Les discussions des deux ministres ont cependant surtout porté sur le cas spécifique d’Arcelor Mittal. Arnaud Montebourg avait en effet annoncé la couleur il y a quelques semaines, souhaitant prendre contact avec ses homologues européens concernés par la fermeture de sites de production du numéro 1 mondial de l’acier sur leur territoire. Sa visite à Luxembourg marquait le début de ces discussions.
"Je cherche à construire une réaction des Etats face à la puissance d'un groupe comme ArcelorMittal", déclarait ainsi le ministre français à l’AFP. "Il est important d'avoir des contacts directs avec mes homologues ministres de l'Industrie dans toute l'Europe, concernés par les implantations d'ArcelorMittal", a déclaré Arnaud Montebourg, soulignant que "les Etats européens doivent maîtriser les aciers qui sont des produits de base pour le reste de leurs industries". "La maîtrise, cela suppose parfois l'action commune", a encore déclaré le ministre français.
A l’issue de la rencontre, les déclarations des deux ministres laissaient entendre que la fronde gouvernementale contre le géant de l’acier s’organise. "On ne veut plus se laisser faire, on veut agir", tel semble être la principale motivation des ministres. Car si le sort que réserve ArcelorMittal à ses différents sites varie d’un pays à l’autre, en fin de compte, "le résultat, une désindustrialisation, est le même pour tout le monde", a expliqué Etienne Schneider à Léonard Bovy.

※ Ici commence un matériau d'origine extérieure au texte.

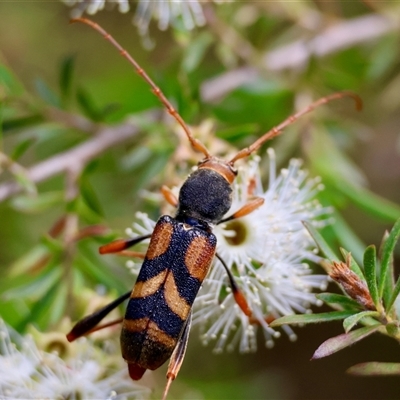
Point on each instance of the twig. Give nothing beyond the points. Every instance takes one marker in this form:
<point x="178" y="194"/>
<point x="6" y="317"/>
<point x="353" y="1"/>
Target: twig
<point x="105" y="138"/>
<point x="297" y="54"/>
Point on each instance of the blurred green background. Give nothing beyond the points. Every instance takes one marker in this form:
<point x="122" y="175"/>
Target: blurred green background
<point x="48" y="64"/>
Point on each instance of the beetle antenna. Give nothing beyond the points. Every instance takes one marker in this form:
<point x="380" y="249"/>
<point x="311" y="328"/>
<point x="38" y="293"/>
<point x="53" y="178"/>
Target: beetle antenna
<point x="276" y="131"/>
<point x="195" y="143"/>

Etienne Schneider a fait le point sur la situation au Luxembourg. Ainsi, s’il a confirmé que le plan Lean d’ArcelorMittal concernant le personnel administratif ne touchera pas le Luxembourg, il a précisé que le plan Omega, qui touche lui aussi le personnel administratif du sidérurgiste, devrait avoir des répercussions au Luxembourg. Helmut Wyrwich se fait l’écho dans le Tageblatt de la grogne du ministre quant au manque de transparence du géant de l’acier. "Pourquoi le sidérurgiste ne discute-t-il pas ouvertement avec les gouvernements ?", a déploré le ministre devant le journaliste. "Je rencontre Michel Wurth trois fois par semaine et c’est dans le Tageblatt que j’apprends les intentions d’ArcelorMittal", a raconté Etienne Schneider qui regrette une attitude qui crée de la défiance.
"Nous voulons agir ensemble entre la France, la Belgique et le Luxembourg pour trouver des pistes afin d'éviter que des sites de production soient fermés même s'ils s'avèrent plutôt rentables", a donc annoncé Etienne Schneider.
Le ministre luxembourgeois n’a pas souhaité en dire plus long sur cette rencontre, mais, rapporte Delphine Dard, il s’est dit confiant quant à la possibilité pour les Etats d'influencer la politique du groupe sur le plan industriel. "Les pistes pourraient être très dures, mais il est prématuré de les rendre publiques", a-t-il glissé.
Les ministres de ces trois pays se sont d’ores et déjà donné rendez-vous à Paris à la mi-septembre pour examiner "la possibilité de légiférer" contre les fermetures de sites industriels, ainsi que l’a confié Etienne Schneider à la presse. Le ministre luxembourgeois attend que son homologue français lui soumette un projet de loi en préparation et veut étudier dans quelle mesure ce texte pourrait être transposé au Grand-Duché.